— È quello appunto che ti volevo proporre.

— Però, intendiámoci... — l’altro soggiunse. — Si sposino e facciano quel che vogliono, siano felici o vadano a finire in malora, a me poco importa; ma in casa mia, nè lai nè lei, mai più!

— Via... — mormorò l’occhialaio.

— Quanto a noialtri, come se non ci conoscessimo neppure. Ognuno a casa propria. Perchè, dopo quanto accadde, non è possibile ch’io perdoni mai più.

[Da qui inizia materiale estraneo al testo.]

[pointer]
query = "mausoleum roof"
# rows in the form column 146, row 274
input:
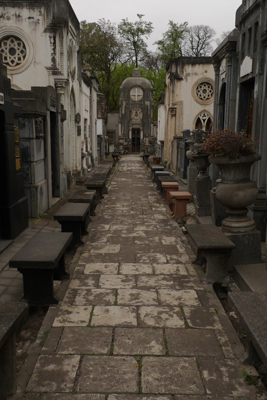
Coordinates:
column 136, row 79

— Via, Guglielmo, non essere ingiusto...

Ma il farmacista gli troncò la parola:

— Siamo intesi, e buona sera, — fece, mostrando vagamente l’uscio.

In vita sua non era mai stato così laconico. Stefano se ne andò; e visto che l’Eugenia era quasi guarita, persuase la moglie a non bazzicare più in casa del Riotti, poichè gli pareva che il farmacista esagerasse un poco ne’ suoi modi brutali.

Quando non gli rimase più il becco d’un quattrino nè il mezzo per trovarne, Arrigo fece ritorno al focolare paterno. Era pronto a lasciarsi rabbuffare nel peggior modo, era deciso a cacciarsi nell’uragano come un uomo perduto.

— Me ne sono andato per semplificare le cose, — ebbe la sfrontatezza di dire al padre, non appena lo vide. — Se fessi stato qui presente, chissà mai che pandemonio!